Como salvar as antigas casas da Pompeia?

Na tentativa de preservar a qualidade de vida e a história do bairro, grupo tenta conter o avanço dos novos condomínios

Gustavo Zucchi, O Estado de S. Paulo

19 de agosto de 2015 | 23h15

Os vestígios de história da Pompeia estão ameaçados. A região, que nos anos 40 e 50 recebeu algumas das primeiras vilas de São Paulo, como a Francesa e o Jardim Anhanguera, e que teve sua arquitetura influenciada pelo jeito de morar dos imigrantes, está perdendo suas características originais para dar lugar a condomínios. Aos poucos, os casarões antigos e as casinhas de portão de ferro baixinho, quintal e jardim de inverno dão lugar a prédios modernos e varandinhas gourmet. Na tentativa de evitar essa descaracterização, um grupo trabalha desde 2012 para proteger o que resta da identidade desse tradicional bairro paulistano. A ideia é evitar que imóveis típicos sejam derrubados.

O Preserva Vila Pompeia reúne moradores do bairro contra a verticalização que transforma a paisagem e aumenta o número de moradores da região. O impacto costuma ser negativo na dinâmica das ruas, do sossego, na tensão do trânsito e dos espaços públicos. 

Cláudia Carminati, uma das fundadoras do Preserve Vila Pompeia, conta que o grupo se inspirou em uma passeata realizada em Pinheiros. Era um protesto contra a demolição de uma casa da rua João Moura – ainda que protegida por uma liminar, ela veio abaixo de madrugada. “Moradores da Pompeia resolveram se unir para que algo semelhante não acontecesse aqui.”
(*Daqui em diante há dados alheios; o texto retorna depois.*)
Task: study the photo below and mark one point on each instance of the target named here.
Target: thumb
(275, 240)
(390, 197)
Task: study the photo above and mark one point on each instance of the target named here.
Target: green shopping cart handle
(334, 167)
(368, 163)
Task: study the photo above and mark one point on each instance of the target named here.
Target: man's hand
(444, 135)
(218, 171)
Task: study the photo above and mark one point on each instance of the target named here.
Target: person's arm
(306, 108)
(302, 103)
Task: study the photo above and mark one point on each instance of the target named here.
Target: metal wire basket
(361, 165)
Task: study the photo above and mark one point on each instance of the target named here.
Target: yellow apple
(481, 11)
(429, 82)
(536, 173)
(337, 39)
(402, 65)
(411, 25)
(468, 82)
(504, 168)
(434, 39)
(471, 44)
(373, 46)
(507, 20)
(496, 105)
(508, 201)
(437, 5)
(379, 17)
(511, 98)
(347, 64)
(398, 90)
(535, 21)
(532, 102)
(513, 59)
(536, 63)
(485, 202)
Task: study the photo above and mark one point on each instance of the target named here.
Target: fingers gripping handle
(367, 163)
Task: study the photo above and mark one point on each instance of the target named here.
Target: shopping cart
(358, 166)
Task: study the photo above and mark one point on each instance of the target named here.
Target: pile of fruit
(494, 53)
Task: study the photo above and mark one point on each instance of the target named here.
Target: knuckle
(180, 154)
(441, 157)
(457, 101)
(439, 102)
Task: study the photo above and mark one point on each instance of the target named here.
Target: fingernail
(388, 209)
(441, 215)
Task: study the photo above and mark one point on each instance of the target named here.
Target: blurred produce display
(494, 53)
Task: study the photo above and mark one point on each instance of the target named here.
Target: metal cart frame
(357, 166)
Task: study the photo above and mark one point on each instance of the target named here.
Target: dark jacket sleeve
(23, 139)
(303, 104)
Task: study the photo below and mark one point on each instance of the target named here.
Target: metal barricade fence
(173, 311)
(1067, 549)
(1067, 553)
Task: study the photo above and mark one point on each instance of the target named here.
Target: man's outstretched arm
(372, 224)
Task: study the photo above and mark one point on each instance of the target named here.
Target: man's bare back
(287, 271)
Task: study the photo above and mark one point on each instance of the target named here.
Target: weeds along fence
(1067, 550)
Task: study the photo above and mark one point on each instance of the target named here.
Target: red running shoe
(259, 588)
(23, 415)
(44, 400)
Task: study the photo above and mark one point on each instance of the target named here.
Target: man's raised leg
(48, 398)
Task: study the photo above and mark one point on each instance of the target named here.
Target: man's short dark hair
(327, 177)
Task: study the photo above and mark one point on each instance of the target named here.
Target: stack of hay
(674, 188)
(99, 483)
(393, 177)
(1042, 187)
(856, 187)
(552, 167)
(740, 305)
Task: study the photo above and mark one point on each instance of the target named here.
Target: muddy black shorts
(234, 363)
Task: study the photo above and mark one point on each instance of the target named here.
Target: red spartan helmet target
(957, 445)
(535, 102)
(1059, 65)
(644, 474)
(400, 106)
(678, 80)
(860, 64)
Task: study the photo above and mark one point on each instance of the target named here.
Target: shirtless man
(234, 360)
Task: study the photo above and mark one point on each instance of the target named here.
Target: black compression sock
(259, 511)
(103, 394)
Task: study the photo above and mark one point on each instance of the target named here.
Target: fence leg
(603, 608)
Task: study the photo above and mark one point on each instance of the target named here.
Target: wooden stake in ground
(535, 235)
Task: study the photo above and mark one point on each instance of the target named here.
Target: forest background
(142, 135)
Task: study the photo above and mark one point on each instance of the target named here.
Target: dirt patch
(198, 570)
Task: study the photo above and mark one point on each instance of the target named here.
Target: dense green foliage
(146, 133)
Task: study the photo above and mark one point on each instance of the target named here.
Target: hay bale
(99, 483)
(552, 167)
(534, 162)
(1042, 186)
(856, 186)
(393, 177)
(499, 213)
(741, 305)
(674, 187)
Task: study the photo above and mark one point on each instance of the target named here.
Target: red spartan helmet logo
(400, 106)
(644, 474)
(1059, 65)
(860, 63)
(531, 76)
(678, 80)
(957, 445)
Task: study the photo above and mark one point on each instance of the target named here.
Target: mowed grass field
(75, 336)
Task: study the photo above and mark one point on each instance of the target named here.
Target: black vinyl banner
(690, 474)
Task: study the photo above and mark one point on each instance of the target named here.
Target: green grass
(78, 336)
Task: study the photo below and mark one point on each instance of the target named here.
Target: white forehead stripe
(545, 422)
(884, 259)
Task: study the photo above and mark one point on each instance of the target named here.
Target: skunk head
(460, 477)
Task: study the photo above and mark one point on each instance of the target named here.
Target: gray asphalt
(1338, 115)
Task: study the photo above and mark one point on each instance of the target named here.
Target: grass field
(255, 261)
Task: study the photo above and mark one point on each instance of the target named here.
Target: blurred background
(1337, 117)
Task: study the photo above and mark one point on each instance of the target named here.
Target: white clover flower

O grupo enviou ao Departamento de Patrimônio Histórico, no final de 2012, um documento com todas as casas históricas do bairro catalogadas, com foto e endereço, para tentar que fossem protegidas. Até hoje não obteve resposta.

“Muitas vilas residenciais já foram destruídas e deram lugar a prédios. Mas algumas poucas ainda sobrevivem e possuem portões na entrada. Além delas, muitas outras casas antigas correm o risco de desaparecer a qualquer momento porque as construtoras não se importam com patrimônios históricos e culturais nem com a vegetação existente”, afirma Cláudia.

Entre as casas que ainda permanecem de pé estão as do Jardim Anhanguera, projetado nos anos 40 por Artacho Jurado. A Avenida Pompeia também reúne alguns exemplares, como nos números 929 e 972, onde funciona um buffet. Das pioneiras indústrias instaladas na Pompeia nos anos 20, ainda é possível ver as chaminés na Casa das Caldeiras, na Avenida Francisco Matarazzo. O emblemático prédio do Sesc Pompeia também é uma antiga fábrica reutilizada.

“Nos últimos anos a verticalização cresceu desenfreadamente e piorou muito a vida dos moradores. Foram diversos prédios construídos e muitos imóveis antigos destruídos”, lamenta Claudia. Uma rápida pesquisa e portais imobiliários devolve como resultado uma profusão de apartamentos novos na região. Os preços variam entre os R$ 500 mil e o R$ 1,3 milhão.